Regione Lombardia è amministrata da diciassette anni dallo stesso uomo. La sede storica non è più il Pirellone, ma seduto sullo scranno più alto del nuovo Palazzo c'è sempre Roberto Formigoni. I cittadini lombardi lo conoscono e – come ripete lui a chi in questi mesi gli ha chiesto di dimettersi – lo hanno riconfermato a larghissima maggioranza. Franco Fiorito, ex capo gruppo del Pdl alla Regione Lazio indagato per peculato dalla Procura di Roma, era stato ribattezzato «mister preferenze» dato che nelle ultime elezioni regionali era arrivato a toccare quasi 30 mila voti. Raffaele Lombardo, oramai ex governatore della Regione Sicilia, nel 2008 quando ha ottenuto oltre il 65% delle preferenze, non era certo personaggio nuovo alla vita politica di questo Paese.
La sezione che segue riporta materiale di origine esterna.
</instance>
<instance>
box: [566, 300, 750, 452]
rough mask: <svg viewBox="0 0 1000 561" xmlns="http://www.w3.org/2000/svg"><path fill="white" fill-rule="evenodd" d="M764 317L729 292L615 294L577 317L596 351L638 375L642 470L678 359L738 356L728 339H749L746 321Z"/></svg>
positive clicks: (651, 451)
Dunque se di malapolitica si tratta, è giusto prendere atto del fatto che siamo noi, con l'espressione del nostro voto, a legittimarla. Ha scritto bene Ilvo Diamanti su La Stampa di lunedì: il tema chiave, se di vero federalismo vogliamo parlare, è la responsabilità. Responsabilità fiscale dei territori, per i governanti che hanno sempre trovato nello Stato la cassa che risanasse i loro bilanci, ma soprattutto responsabilità sociale per i governati, che solo se messi davanti alle fotografie che provano lo sperpero del loro danaro, si ricordano di essere cittadini detentori di diritti.
Le Regioni – salvo casi sporadici – non sono mai state un ente di programmazione. La tendenza a creare un neocentralismo regionale, prodotta dagli appetiti insaziabili di un ceto politico vorace, ha trovato tragica sponda nel ventre molle di burocrazie prive di tradizioni e, sovente, a corto di competenze adeguate. Di qui una mistura esplosiva della quale il malaffare è soltanto una miccia, inoffensiva in un contesto civile meno compromesso.